January 13, 2012, 11:34 AM —
The easy joke about cellphones, the one that late-show monologue writers and your corniest friends reached for, was that their ringers went off in theaters and restaurants and annoyed everybody. Most of us have since learned how important it is to silence our phones, and how to do so--most phones have a dedicated button for silencing. But now we’re actively choosing to let our always-connected, web-friendly phones interrupt our meals with friends, our work, and our ability to actually notice where we are and what we’re doing.
There are some simple but strong remedies for smartphone addiction, beyond staging a scene from a bad romantic comedy and chucking the device into a picturesque body of water. Here are three steps your author has taken recently to escape the emotional pull of constantly available information.

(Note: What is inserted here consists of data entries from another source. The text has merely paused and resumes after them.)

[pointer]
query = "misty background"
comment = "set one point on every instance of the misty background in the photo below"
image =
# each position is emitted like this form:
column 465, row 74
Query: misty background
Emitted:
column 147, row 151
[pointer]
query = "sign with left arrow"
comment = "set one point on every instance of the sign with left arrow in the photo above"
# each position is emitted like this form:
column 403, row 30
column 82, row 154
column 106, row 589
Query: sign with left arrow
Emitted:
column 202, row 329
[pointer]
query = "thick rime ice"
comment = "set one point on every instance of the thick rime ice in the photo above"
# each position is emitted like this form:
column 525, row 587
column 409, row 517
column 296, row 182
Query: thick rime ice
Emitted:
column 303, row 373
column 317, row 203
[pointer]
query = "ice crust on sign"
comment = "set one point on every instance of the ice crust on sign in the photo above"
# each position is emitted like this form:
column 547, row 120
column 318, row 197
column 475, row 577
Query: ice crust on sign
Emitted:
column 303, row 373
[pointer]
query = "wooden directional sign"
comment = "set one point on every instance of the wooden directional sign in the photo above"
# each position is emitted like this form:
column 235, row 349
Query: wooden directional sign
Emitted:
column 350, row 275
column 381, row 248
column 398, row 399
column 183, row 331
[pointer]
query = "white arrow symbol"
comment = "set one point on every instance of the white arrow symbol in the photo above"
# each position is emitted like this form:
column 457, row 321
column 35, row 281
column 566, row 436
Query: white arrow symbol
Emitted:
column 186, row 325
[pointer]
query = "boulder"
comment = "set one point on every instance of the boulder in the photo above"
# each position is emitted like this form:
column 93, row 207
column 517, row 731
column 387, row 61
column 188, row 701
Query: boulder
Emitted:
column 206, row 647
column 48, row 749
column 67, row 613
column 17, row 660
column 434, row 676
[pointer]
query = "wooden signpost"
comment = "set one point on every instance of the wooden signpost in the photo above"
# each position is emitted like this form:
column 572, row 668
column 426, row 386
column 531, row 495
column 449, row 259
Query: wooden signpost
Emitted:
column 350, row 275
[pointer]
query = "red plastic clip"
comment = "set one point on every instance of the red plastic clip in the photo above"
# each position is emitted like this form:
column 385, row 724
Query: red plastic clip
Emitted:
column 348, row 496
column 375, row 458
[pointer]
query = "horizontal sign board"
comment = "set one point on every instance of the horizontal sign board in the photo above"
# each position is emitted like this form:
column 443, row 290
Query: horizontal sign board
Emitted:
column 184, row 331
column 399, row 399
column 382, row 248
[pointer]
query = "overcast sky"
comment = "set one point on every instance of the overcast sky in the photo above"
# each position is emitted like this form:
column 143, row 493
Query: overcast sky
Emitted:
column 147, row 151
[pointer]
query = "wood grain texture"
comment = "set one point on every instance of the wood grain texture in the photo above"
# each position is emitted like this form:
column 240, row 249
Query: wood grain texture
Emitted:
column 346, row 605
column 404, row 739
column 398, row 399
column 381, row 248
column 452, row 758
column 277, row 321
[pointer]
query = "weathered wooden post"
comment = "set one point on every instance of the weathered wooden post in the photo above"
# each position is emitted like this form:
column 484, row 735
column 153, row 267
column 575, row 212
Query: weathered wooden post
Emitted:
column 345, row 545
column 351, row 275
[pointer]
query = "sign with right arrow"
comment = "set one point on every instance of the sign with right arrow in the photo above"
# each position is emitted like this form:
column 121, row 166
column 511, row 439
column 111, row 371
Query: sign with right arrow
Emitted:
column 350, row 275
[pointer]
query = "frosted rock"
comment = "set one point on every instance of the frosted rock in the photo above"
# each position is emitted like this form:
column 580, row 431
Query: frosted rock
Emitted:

Turn off instant email notifications
There’s an inherent feeling of losing out if you pay for a data plan for your phone, and then don’t get notified the minute a new email comes in. But if you’re not able to actually digest an email’s contents, and react or respond in some way, you’re adding to your already burdensome inbox pile, and losing out on whatever you’re doing at the time. More to the point, to paraphrase Merlin Mann, that email almost certainly won’t give you anything serious to work with. My advice? You can keep email coming in your phone, but don’t let your phone notify you about every single message.
On an Android phone, head to the Gmail or Email app, press the Menu button (or tap the Menu icon in the upper corner on brand-new 4.0 devices), and turn off notifications. On an iPhone, head to the Settings app, scroll down to Notifications, and turn off Mail. On other phones, the process is likely similar. You can still open up your email app whenever you’re feeling bored or curious, but that choice is up to you, not whoever happens to be sending you something.